Marcel geeft ook goed aan wat het probleem is; iedereen doet zijn best en heeft het beste voor. Echter, de vraag of het probleem is anders en dus moet het antwoord anders zijn. Ik ben vanuit het capaciteitsdenken op dit probleem gestuit. Lijkt misschien vreemd, maar; vele mensen hebben zich met deze casus beziggehouden; dat is capaciteit. Het verblijf op de SEH was langdurig en misschien zelfs onterecht; dat is ook een capaciteitsvraag. Beslissingen zijn genomen en onderzoeken uitgevoerd; die leiden tot capaciteitsvragen. Dit alles betekent een forse toename van kosten. Misschien wel faalkosten. Immers, de echte vraag werd pas aan het eind beantwoord met een opname op de afdeling door het juiste specialisme. Als dit specialisme nu aan het begin van traject gestaan had, dan waren enerzijds een hoop kosten bespaard gebleven.

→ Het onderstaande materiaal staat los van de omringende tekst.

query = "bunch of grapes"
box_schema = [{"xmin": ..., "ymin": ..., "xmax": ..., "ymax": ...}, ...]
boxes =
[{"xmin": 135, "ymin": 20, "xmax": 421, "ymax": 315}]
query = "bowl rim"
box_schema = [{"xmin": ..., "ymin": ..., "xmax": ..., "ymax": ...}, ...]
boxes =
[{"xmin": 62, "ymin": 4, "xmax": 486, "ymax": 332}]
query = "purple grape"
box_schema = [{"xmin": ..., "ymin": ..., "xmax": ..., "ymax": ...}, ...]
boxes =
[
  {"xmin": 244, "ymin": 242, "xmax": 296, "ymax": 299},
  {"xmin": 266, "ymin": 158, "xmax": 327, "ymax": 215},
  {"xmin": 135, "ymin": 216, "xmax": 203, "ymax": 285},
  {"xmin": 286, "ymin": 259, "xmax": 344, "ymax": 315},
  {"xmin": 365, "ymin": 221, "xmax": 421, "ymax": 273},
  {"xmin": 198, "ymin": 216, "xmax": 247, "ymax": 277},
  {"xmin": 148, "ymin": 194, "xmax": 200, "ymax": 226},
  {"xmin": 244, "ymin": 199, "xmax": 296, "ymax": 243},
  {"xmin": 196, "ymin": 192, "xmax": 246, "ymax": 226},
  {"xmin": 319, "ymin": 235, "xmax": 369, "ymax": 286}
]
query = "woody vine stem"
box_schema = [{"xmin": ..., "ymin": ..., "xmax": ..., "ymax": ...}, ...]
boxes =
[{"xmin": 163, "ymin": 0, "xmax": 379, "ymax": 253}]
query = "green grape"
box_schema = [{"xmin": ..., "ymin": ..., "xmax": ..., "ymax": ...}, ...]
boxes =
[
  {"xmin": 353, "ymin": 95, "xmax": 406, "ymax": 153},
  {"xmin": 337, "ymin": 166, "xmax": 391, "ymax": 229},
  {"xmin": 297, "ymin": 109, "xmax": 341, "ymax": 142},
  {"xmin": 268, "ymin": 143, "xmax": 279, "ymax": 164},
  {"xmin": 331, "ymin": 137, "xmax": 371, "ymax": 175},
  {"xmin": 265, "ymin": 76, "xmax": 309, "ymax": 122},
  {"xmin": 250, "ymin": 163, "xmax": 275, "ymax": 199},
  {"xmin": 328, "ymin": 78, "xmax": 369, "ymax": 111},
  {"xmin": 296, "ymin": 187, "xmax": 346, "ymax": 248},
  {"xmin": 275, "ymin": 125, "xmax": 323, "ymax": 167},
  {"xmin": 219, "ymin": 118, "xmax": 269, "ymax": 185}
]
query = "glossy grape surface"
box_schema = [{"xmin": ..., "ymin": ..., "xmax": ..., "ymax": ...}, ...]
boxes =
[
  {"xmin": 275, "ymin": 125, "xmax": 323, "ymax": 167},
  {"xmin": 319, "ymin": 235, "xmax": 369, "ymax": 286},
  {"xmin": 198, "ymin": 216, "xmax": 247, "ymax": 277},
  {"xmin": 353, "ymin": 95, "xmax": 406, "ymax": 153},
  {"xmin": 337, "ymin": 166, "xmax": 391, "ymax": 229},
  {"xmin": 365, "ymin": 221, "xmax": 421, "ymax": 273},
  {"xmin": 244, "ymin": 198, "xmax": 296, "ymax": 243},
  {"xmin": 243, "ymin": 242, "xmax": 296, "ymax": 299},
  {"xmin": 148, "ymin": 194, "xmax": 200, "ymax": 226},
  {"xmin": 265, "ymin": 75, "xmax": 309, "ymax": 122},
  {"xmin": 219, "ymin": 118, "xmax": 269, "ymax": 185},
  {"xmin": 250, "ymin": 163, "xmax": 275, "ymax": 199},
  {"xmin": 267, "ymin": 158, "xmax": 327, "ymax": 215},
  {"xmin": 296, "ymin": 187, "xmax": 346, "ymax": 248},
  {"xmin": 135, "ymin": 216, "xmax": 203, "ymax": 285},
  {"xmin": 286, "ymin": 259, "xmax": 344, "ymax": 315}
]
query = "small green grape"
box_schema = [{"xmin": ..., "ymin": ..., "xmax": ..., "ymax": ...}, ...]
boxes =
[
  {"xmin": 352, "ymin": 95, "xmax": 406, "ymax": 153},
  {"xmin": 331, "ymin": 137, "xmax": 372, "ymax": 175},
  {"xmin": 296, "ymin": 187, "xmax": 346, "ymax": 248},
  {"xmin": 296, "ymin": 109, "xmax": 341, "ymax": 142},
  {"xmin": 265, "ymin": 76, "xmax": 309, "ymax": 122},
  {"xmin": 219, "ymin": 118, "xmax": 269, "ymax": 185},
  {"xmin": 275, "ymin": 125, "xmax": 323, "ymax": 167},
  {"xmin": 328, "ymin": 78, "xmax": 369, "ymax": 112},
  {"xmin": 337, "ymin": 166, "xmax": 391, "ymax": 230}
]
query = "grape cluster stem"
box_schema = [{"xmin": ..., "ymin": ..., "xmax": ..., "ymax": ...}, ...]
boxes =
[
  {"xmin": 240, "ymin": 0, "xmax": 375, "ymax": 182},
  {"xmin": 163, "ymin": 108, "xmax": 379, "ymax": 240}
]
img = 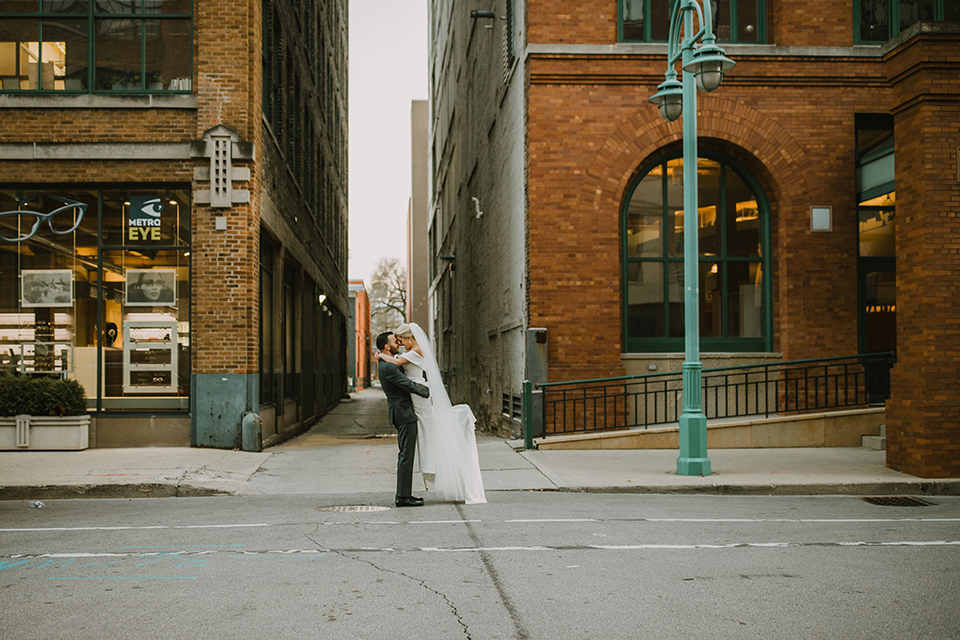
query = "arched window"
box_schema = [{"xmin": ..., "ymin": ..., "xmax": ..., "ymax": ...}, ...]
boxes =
[{"xmin": 621, "ymin": 152, "xmax": 772, "ymax": 352}]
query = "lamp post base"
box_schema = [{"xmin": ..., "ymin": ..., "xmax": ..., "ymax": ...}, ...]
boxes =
[{"xmin": 677, "ymin": 413, "xmax": 710, "ymax": 476}]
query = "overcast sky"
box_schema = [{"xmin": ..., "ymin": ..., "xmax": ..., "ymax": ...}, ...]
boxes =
[{"xmin": 348, "ymin": 0, "xmax": 429, "ymax": 286}]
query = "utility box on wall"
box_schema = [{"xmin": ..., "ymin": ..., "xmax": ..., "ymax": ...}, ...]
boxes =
[{"xmin": 524, "ymin": 328, "xmax": 549, "ymax": 438}]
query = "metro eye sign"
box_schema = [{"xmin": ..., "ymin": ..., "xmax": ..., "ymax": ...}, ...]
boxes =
[{"xmin": 127, "ymin": 196, "xmax": 163, "ymax": 240}]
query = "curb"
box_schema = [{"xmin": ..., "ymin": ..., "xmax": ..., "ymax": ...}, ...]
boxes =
[
  {"xmin": 556, "ymin": 481, "xmax": 960, "ymax": 496},
  {"xmin": 0, "ymin": 482, "xmax": 234, "ymax": 500}
]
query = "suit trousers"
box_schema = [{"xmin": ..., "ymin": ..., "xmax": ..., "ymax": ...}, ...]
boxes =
[{"xmin": 397, "ymin": 422, "xmax": 417, "ymax": 498}]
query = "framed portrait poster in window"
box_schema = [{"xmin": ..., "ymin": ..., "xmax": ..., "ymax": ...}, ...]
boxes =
[
  {"xmin": 20, "ymin": 269, "xmax": 73, "ymax": 307},
  {"xmin": 125, "ymin": 269, "xmax": 177, "ymax": 307}
]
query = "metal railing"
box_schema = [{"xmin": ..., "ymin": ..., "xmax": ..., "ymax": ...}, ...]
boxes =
[{"xmin": 523, "ymin": 352, "xmax": 896, "ymax": 439}]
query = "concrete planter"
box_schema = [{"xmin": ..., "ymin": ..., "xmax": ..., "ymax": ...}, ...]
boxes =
[{"xmin": 0, "ymin": 415, "xmax": 90, "ymax": 451}]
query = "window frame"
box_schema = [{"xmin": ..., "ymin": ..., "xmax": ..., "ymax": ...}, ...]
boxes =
[
  {"xmin": 853, "ymin": 0, "xmax": 945, "ymax": 45},
  {"xmin": 620, "ymin": 149, "xmax": 773, "ymax": 353},
  {"xmin": 0, "ymin": 0, "xmax": 196, "ymax": 96},
  {"xmin": 617, "ymin": 0, "xmax": 767, "ymax": 44}
]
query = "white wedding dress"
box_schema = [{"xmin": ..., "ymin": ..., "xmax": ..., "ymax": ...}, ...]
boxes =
[{"xmin": 399, "ymin": 323, "xmax": 487, "ymax": 504}]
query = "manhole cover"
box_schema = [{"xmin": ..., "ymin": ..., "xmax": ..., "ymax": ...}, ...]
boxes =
[
  {"xmin": 860, "ymin": 496, "xmax": 930, "ymax": 507},
  {"xmin": 316, "ymin": 505, "xmax": 390, "ymax": 513}
]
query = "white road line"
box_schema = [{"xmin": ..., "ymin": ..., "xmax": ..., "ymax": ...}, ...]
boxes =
[
  {"xmin": 0, "ymin": 523, "xmax": 274, "ymax": 533},
  {"xmin": 504, "ymin": 518, "xmax": 600, "ymax": 522},
  {"xmin": 0, "ymin": 518, "xmax": 960, "ymax": 533}
]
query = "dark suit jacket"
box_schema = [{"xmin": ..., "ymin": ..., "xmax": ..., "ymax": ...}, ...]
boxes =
[{"xmin": 379, "ymin": 360, "xmax": 430, "ymax": 426}]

Maar veel belangrijker nog; er was direct goede kwaliteit geleverd.
En vanuit die optiek blijken capaciteitsmanagement en kwaliteit van zorg ineens erg dicht tegen elkaar te liggen. Interessant. Vooral omdat capaciteitsmanagement steeds vaker datagedreven wordt opgepakt. En dan zou de toename van ouderen op de SEH zomaar kunnen leiden tot, jawel, capaciteitsuitbreiding en meer kosten.... Een stukje verder kijken en denken brengt ons gelukkig weer dichter bij het startpunt; het zorgproces en de samenwerking tussen arts, ondersteuner en patient/familie. In dit type casuistiek blijkt dat de huidige vorm van organisatie niet meer past bij de zorgvraag van deze categorie patienten.

Janet

29 september 2015

Wellicht een vitamine B12 tekort. Een ernstige tekortkoming van alle artsen om dit te onderzoeken. Een ernstig tekort kan leiden tot de dood.

Robert van Spronsen

29 september 2015

@janet; briljante toevoeging in deze discussie.....

Nienke Nieuwenhuizen

30 september 2015

Deels eens met collega Olde-Rikkert. Maar waren "we" hier niet gewoon veel te laat? Het lijkt erop dat signalen zijn gemist ( ondervoeding, cognitieve stoornissen, overbelaste mantelzorg? ) En was het mogelijk geweest om met de juiste tijdige consultatie thuis door de specialist ouderengeneeskunde insturen naar het ziekenhuis te voorkomen? Had de huisarts bij wel insturen niet rechtstreeks naar de geriater moeten verwijzen? Ik vrees dat dit soort casus zullen toenemen. Het resultaat van het "langer thuis beleid" met onvoldoende kennis in de wijk. Met alle gevolgen van dien........

Robert van Spronsen

30 september 2015

Nienke heeft natuurlijk helemaal gelijk. Maar wat Marcel volgens mij probeert aan te geven, en ik onderstreep, is dat we met de huidige inrichting van zorg en kijken naar casuïstiek "zelf" creëren dat men te laat zou zijn. Ik denk dat door een Geriater op de SEH te zetten en alle patienten boven x leeftijd eerst door de Geriater te laten bekijken en dan daarna pas eventueel andere specialismen in te schakelen het "te laat zijn" ondervangen gaat worden. Dat is volgens mij de kern. Inzoomen op casuïstiek en dan vervolgens binnen de huidige kaders zoeken naar oplossingen gaat niet werken. De vraag verandert. Of de markt, management-populistisch gesproken. Dan zal je model van zorgaanbieding moeten veranderen.

Dr. Jan C Molenaar, em.hgl. kinderchirurgie, Erasmus MC Rotterdam

3 november 2015

Blijft de prangende vraag -met name gelet op het commentaar van Janet - : "Waaraan is patient uiteindelijk overleden?"